NATO hits guard towers at Khadafy’s compound
Rebel leaders say funding running low
TRIPOLI, Libya — NATO warplanes struck Moammar Khadafy’s compound in Tripoli yesterday, as the new rebel administration warned that it was fast running out of money because countries that promised financial aid have not come through.
The air raid leveled guard towers on the walls of the compound, NATO said in a statement.
Nearly two dozen Libyan soldiers, including a colonel and other officers, have fled the country in two small boats and took refuge in neighboring Tunisia, where thousands fleeing the fighting in Libya have taken refuge.
A person who met with some of them says they fled rebel-held Misurata, arriving at Ketf port, near Ben Guerdane, on the Tunisian side of the border. The person who met with them yesterday asked to remain anonymous for security reasons. The group turned over their weapons to the Tunisian Army.
The official TAP news agency said 22 military, some ranking officers, arrived Friday in boats carrying a dozen civilians, two with bullet wounds.
Alii Tarhouni, the rebel finance minister, complained that many countries that pledged aid have instead sent a string of businessmen looking for contracts from the oil-rich country.
“They are very vocal in terms of [offering financial] help but all that we have seen is that they are . . . looking for business,’’ Tarhouni said yesterday.
Tarhouni recently returned to Benghazi, the rebel bastion, from a trip overseas to drum up aid that included a visit to Rome, where the 22-nation Contract Group on Libya promised to set up a fund to help finance the rebel administration speedily.
“I think even our friends do not understand the urgency of the situation. Either they don’t understand, or they don’t care,’’ Tarhouni said.
Tarhouni singled out Qatar and Kuwait for their “generous, very generous help.’’
He did not specify the aid these countries have offered, but Qatar has sent fighter jets, airplanes full of food and medical aid, as well as helping the rebels market their oil.
Tarhouni also praised France, which was the driving force behind the UN no-fly zone. But “other than that, everybody is just talking,’’ he said. “So far, nothing has come through and I am fast running out of cash.’’
Tarhouni emphasized that the rebels’ National Transitional Council will be signing no long-term contracts.
While the rebel administration will honor previously signed contracts, Tarhouni indicated a new democratically elected government might do otherwise. “Right now, I am not going to sign any contract that has any consequences for the future of Libya, with the exception of what I need in terms of food, medicine, fuel,’’ he said.

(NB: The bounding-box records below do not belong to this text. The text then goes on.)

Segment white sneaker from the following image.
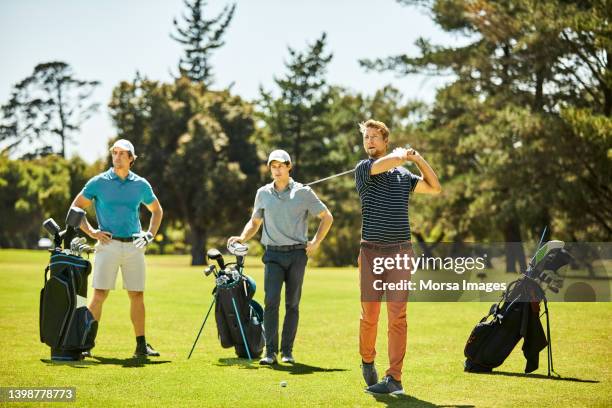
[281,354,295,364]
[259,354,277,365]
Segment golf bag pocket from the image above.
[62,306,98,351]
[39,276,75,348]
[464,304,522,371]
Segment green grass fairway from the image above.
[0,250,612,407]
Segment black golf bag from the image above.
[464,241,571,375]
[215,274,265,358]
[39,209,98,361]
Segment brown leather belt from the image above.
[359,241,412,252]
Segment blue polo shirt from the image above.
[81,168,157,238]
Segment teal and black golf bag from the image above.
[187,243,266,360]
[39,209,98,361]
[215,274,265,358]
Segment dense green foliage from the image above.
[0,0,612,270]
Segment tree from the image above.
[362,0,612,262]
[170,0,236,86]
[0,62,99,157]
[260,33,333,180]
[110,77,259,265]
[0,154,100,248]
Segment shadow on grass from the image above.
[216,358,347,375]
[371,394,474,408]
[93,356,172,368]
[478,371,599,384]
[40,358,98,368]
[215,357,259,370]
[40,356,172,368]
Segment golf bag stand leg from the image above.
[544,299,558,377]
[187,296,217,360]
[232,298,253,361]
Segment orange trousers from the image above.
[358,243,414,381]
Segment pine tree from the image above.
[0,62,99,157]
[260,33,333,181]
[170,0,236,86]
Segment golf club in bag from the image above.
[464,234,572,376]
[39,207,98,361]
[187,243,265,360]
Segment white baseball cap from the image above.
[268,149,291,166]
[110,139,138,158]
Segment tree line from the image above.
[0,0,612,270]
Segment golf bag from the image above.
[215,274,265,358]
[187,243,265,360]
[464,241,571,375]
[39,209,98,361]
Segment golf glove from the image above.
[132,231,153,248]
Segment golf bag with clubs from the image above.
[464,241,571,376]
[188,243,265,360]
[39,207,98,361]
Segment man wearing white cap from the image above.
[72,139,163,357]
[228,150,333,365]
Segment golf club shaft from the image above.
[187,296,217,360]
[306,169,355,186]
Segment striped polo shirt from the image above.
[355,158,421,243]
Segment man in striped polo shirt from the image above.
[355,120,442,394]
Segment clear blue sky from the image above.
[0,0,463,161]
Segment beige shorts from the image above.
[92,240,145,292]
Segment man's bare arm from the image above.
[370,149,406,176]
[146,199,164,236]
[227,217,263,244]
[306,209,334,255]
[407,149,442,194]
[71,194,112,244]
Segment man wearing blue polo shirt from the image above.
[72,139,163,357]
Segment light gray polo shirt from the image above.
[253,178,327,246]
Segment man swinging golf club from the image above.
[72,139,163,357]
[228,150,333,365]
[355,120,441,394]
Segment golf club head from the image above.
[227,242,249,256]
[204,265,215,276]
[43,218,61,236]
[66,207,85,229]
[206,248,225,269]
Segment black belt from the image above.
[266,244,306,252]
[359,241,412,252]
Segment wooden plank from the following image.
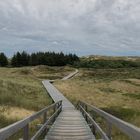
[45,109,95,140]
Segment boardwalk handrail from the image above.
[0,101,62,140]
[78,101,140,140]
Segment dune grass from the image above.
[55,69,140,140]
[0,66,73,128]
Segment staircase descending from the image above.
[43,81,95,140]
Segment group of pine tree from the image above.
[0,51,79,67]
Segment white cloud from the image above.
[0,0,140,55]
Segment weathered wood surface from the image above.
[42,80,74,109]
[45,109,95,140]
[42,70,95,140]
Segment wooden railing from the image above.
[77,101,140,140]
[0,101,62,140]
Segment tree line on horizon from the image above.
[0,51,79,67]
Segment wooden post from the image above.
[23,124,29,140]
[85,105,88,123]
[107,121,112,140]
[43,112,47,124]
[91,112,96,136]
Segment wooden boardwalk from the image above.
[43,71,95,140]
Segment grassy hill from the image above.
[0,66,73,128]
[55,68,140,140]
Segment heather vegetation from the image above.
[74,59,140,69]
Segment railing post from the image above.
[91,111,96,135]
[43,112,47,124]
[107,121,112,140]
[23,124,29,140]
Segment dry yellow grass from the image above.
[0,106,34,120]
[55,71,140,126]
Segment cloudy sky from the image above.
[0,0,140,56]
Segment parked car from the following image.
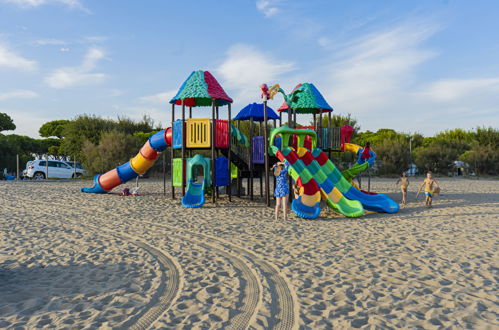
[23,159,85,180]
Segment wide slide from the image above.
[271,127,364,219]
[182,154,210,208]
[81,128,172,194]
[312,148,400,213]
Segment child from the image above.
[416,171,440,208]
[395,172,409,205]
[293,182,300,199]
[272,162,289,221]
[360,142,371,163]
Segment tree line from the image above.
[0,113,499,175]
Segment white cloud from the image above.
[256,0,279,17]
[109,88,124,97]
[0,44,37,71]
[422,78,499,102]
[317,37,331,47]
[216,44,295,102]
[0,0,89,13]
[314,24,436,117]
[139,90,177,105]
[34,38,68,46]
[0,89,39,101]
[45,48,107,88]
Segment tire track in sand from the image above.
[8,198,263,329]
[141,221,299,329]
[0,198,183,329]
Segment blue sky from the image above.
[0,0,499,137]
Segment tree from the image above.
[60,115,154,161]
[82,131,141,174]
[0,112,16,132]
[38,120,69,139]
[414,138,470,174]
[316,113,360,134]
[459,142,499,175]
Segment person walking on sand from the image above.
[395,172,409,205]
[272,162,289,221]
[416,171,440,208]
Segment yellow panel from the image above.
[185,118,211,148]
[301,191,321,206]
[343,143,362,154]
[130,152,154,174]
[328,187,343,203]
[297,147,308,157]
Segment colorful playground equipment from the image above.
[270,126,364,219]
[81,70,399,219]
[81,128,172,194]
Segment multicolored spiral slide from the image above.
[81,128,172,194]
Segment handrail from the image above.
[269,126,317,154]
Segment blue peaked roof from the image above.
[234,103,279,121]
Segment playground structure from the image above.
[82,71,399,219]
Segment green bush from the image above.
[82,131,141,174]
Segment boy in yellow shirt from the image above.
[416,171,440,208]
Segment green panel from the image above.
[230,163,237,179]
[173,158,183,187]
[341,162,369,181]
[326,196,364,218]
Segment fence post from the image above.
[16,154,19,180]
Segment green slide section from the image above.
[230,124,249,147]
[270,127,364,217]
[341,162,369,182]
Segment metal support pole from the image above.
[263,101,275,206]
[248,117,253,200]
[211,99,217,204]
[367,169,371,192]
[182,100,187,197]
[317,109,324,148]
[227,103,232,202]
[16,154,19,180]
[327,111,333,159]
[170,103,175,199]
[163,152,166,196]
[213,105,220,199]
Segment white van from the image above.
[24,159,85,180]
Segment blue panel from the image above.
[149,130,167,152]
[343,186,400,213]
[274,136,282,150]
[215,157,229,187]
[173,120,184,149]
[81,174,107,194]
[116,162,137,183]
[252,136,265,164]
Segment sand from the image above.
[0,179,499,329]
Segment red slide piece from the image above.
[165,127,172,147]
[300,152,314,166]
[315,152,329,166]
[302,180,319,196]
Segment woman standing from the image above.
[272,162,289,221]
[395,172,409,205]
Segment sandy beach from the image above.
[0,179,499,329]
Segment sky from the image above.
[0,0,499,137]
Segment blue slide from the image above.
[182,154,210,208]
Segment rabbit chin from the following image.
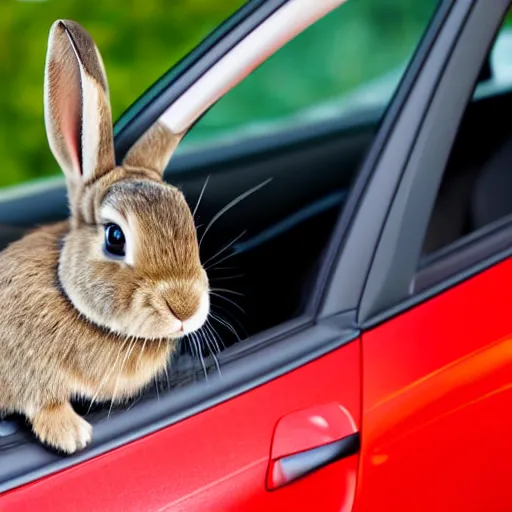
[96,291,210,339]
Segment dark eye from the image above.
[105,224,125,256]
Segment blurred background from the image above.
[0,0,490,186]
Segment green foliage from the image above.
[0,0,444,186]
[0,0,244,185]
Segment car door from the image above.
[0,0,440,511]
[348,1,512,511]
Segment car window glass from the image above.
[420,11,512,284]
[178,0,438,151]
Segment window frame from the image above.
[358,0,511,328]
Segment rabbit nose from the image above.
[165,298,198,320]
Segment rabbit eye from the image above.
[105,224,125,256]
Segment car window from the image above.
[420,11,512,283]
[178,0,438,151]
[0,0,245,186]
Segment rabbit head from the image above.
[44,21,209,339]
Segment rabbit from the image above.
[0,20,210,454]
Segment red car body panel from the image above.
[0,340,361,512]
[356,259,512,512]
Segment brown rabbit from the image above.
[0,21,209,453]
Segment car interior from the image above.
[0,12,512,474]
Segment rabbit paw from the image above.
[32,403,92,453]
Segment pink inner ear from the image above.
[54,62,82,175]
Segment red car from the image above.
[0,0,512,512]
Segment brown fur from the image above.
[0,21,208,453]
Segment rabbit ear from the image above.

Before the conflict, Libya, an Organization of Petroleum Exporting Countries member, produced about 1.6 million barrels per day, just under 2 percent of world production.
Also yesterday, an alliance spokesman said NATO fighter jets struck Khadafy’s Bab al-Aziziyah compound in Tripoli in the early hours yesterday. He said the Libyan leader was not a target and there was no way to know if he was there at the time of the attack.
The spokesman said that around noon a vehicle storage area in the same area was hit.
The strike sent a shuddering boom through Tripoli and rattled windows. Such a daylight attack is fairly unusual since NATO began its aerial attacks over Libya three months ago.
Airstrikes over the past week have pounded the large barracks area that lies close to the Khadafy compound. The same compound was badly damaged by US warplanes 25 years ago in response to a bombing that had killed two US servicemen at a German disco.
Yesterday’s airstrike came after leaders at a summit of the Group of Eight world powers reiterated that Khadafy had to leave power. Russia, a leading critic of the NATO campaign and one-time Khadafy ally offered to mediate a deal for the Libyan leader to leave the country.
Speaking at the summit in Deauville, France, President Dmitry Medvedev of Russia said Friday he was sending an envoy to the rebel stronghold of Benghazi immediately to start negotiating, and that talks with the Libyan government could take place later.
National Transitional Council head Mustafa Abdul-Jalil said yesterday that the rebels would accept negotiations led by anyone willing to find a solution — as long as it requires the departure of Khadafy and his sons.